Hierarchical Documents

Hi,

I am developing an application where I need to store, search, and
manipulate complex hierarchical documents. A sample document can be seen
here:

This document describes the schema a relational database and has an
attribute called "tables" which is a list of dictionaries describing the
tables in the database. Each dictionary has an attribute called "column"
which is a list of dictionaries describing the columns in that table.

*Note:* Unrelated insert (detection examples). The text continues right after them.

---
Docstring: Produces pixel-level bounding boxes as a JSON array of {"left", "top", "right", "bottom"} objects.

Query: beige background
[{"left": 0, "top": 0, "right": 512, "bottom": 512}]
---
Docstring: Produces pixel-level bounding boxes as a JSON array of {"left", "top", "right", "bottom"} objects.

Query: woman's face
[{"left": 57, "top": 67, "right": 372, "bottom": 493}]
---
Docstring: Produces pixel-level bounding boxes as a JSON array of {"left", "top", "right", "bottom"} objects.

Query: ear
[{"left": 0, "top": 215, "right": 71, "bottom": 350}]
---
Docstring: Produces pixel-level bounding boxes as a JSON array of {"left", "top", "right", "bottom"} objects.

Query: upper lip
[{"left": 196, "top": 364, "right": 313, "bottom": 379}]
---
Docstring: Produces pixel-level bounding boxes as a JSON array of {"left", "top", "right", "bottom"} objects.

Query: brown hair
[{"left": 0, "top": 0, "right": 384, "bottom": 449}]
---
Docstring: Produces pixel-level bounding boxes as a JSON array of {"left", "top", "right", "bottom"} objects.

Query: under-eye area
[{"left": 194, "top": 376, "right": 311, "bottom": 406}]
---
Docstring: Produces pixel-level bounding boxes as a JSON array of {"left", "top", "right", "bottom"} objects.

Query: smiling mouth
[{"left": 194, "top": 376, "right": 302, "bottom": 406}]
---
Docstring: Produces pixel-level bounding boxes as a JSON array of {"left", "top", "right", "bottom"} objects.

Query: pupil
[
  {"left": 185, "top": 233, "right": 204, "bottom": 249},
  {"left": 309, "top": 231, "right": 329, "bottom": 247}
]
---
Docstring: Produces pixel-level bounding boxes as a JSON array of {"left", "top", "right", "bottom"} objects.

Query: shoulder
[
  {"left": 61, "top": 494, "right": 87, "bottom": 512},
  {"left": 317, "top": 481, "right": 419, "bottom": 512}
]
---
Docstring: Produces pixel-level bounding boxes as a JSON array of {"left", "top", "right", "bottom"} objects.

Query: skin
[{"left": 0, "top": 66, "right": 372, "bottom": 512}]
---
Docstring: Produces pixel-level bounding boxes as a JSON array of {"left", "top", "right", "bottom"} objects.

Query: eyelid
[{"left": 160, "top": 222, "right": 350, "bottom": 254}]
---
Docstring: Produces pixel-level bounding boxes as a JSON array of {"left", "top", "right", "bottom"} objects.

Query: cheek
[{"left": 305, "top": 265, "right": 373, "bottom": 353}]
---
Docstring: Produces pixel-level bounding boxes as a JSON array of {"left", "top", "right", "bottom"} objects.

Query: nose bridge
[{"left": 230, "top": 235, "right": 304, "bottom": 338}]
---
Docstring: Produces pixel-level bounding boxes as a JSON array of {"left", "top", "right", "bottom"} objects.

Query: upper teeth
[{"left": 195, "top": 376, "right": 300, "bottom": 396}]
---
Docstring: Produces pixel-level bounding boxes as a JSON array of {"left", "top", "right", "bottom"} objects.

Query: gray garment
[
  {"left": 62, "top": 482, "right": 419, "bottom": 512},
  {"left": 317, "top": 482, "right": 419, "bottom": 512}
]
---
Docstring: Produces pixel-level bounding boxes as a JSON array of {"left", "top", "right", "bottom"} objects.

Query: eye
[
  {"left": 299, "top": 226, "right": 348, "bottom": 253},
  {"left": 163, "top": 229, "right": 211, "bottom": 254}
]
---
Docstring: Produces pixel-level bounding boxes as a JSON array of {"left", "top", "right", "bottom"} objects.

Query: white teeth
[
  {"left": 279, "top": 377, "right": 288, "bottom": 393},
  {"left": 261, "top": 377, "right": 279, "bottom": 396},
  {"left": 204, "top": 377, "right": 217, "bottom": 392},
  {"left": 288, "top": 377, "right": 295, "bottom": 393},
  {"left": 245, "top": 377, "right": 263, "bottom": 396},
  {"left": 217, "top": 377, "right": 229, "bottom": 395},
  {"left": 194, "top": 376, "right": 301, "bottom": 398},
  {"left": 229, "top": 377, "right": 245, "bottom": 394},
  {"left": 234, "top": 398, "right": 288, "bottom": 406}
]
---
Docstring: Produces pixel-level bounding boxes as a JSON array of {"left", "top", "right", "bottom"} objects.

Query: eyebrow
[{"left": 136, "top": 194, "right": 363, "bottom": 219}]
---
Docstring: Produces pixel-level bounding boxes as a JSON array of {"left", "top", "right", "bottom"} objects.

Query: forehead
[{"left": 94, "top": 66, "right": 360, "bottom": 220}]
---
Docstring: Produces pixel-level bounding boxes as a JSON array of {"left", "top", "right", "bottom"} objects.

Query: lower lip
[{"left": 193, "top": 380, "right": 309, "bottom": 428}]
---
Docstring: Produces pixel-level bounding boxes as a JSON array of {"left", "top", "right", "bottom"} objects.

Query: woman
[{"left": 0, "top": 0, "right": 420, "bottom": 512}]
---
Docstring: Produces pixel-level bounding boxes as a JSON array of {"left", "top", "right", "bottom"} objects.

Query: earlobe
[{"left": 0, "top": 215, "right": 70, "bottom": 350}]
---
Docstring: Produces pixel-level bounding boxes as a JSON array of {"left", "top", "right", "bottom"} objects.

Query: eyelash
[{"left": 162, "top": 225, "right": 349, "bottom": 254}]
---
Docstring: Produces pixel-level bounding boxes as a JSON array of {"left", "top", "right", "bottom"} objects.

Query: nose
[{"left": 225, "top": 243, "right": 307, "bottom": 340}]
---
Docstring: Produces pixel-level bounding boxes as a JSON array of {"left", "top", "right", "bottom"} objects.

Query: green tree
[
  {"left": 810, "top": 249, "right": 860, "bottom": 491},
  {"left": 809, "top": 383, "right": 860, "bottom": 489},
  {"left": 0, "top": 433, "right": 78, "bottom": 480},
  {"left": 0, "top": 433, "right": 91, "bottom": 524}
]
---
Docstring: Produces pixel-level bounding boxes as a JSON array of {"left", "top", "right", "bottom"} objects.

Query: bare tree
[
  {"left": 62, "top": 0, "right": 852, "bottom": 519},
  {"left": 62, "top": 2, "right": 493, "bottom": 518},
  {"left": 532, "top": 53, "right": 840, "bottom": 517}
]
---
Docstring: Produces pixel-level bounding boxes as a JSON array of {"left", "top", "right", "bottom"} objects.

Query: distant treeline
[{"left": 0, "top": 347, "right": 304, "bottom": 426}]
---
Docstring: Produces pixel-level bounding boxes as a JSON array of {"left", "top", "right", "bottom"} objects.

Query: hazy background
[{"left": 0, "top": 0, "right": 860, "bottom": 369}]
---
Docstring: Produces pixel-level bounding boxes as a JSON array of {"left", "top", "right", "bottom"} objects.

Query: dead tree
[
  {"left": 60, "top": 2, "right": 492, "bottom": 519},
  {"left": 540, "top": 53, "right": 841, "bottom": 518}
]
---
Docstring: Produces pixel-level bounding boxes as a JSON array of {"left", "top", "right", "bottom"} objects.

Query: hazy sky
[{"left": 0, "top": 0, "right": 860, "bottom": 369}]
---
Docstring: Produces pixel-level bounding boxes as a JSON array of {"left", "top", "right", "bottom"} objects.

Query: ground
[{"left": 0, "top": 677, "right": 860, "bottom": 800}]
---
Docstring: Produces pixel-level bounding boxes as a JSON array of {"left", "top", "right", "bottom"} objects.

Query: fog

I want to use ES as the backend to store this document and present
different views for it.

An example of view would be a grid displaying the 'name' and 'numRows'
fields for all tables.
Another example of view would be grid displaying the 'name', 'type' and
'remarks' fields for all the columns in the document, segmented by the
table they belong to.

If I store this information as a single monolithic document then I lose the
ability to use ES to compute facets like how many columns of type 'X' exist.
This approach also means that each view will have to pre-process the
retrieved document before displaying it because the hierarchical
information has to be flattened out.

Alternatively, I can split the information into various document types, eg:
column type, table type, etc, which contain information in manner that maps
naturally to the views.
The drawback of this approach is that a particular value could be stored in
more than one document and an update will necessarily mean updating
multiple documents to keep the information synchronized.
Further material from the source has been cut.